With this post, I'm launching a series of musings on what I'd change about the book publishing industry if given a magic wand. The first thing?
No Roadblocks to Publishing in New Categories
This one is somewhat difficult to explain, but important to understand when it comes to a publisher's ability to innovate or try new things. First, it requires an overview of how books are sold to chain bookstores.
How Publishers Sell Books to Chain Bookstores- A publisher's sales staff (or its distributor) calls directly on buyers for Barnes & Noble, Borders, etc. These meetings happen regularly throughout the year.
- Chain bookstore buyers are divided into categories. For example, there is one buyer for fiction at Barnes & Noble, Sessalee Hensley. She decides how many copies Barnes & Noble will buy of any particular fiction title. (To understand this fully, I highly recommend reading "This Buyer of Fiction Has Real Clout" in the Wall Street Journal.)
- Publishers' salespeople meet with one buyer at a time (that is, salespeople don't have an audience with all the buyers at once).
- To meet with a buyer, a publisher needs to be releasing a certain number of titles each season to merit the sit-down. This number is around 4-6 titles.
- If this threshold is not met, then the publisher is forced to do a "drop off," where sales materials are dropped off in the buyer's mailbox. As you might imagine, this is a terrible way to sell a book; it often results in very low buys or passes (when a store decides not to stock a book at all). The situation becomes even more challenging when a publisher does not have an established relationship with a particular buyer or does not have a reputation in the category.
I hope you see where this is going.
If an editor wants to acquire a fabulous book in a category that the publisher isn't yet known for (or doesn't have a buyer relationship for), then the project has almost no chance of getting off the ground. The sales team is not interested in what becomes, in many cases, mission impossible.
The editor has two choices:
- Build a new program around a category that has 4-6 titles per season associated with it.
- Stick to the established categories.
Even if salespeople said "yes" to off-category projects, and took on the challenge, it wouldn't necessarily be doing the editor (or author) a favor. It could ultimately lead to an orphaned book that has poor placement in stores and little marketing/promotion support from the publisher.
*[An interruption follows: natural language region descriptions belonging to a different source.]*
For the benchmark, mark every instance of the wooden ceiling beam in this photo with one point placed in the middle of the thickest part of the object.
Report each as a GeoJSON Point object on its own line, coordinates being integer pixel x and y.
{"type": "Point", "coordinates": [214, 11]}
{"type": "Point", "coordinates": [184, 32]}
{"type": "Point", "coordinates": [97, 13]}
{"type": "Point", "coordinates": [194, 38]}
This is a problem somewhat peculiar to my publishing house (
F+W), since we're a special-interest company that doesn't really publish books for a general audience (unless you count our
Adams division, but don't ask me to explain why some divisions of F+W can publish in any category and others can't). At large New York houses, they publish in nearly every category in the bookstore, so it becomes a non-issue.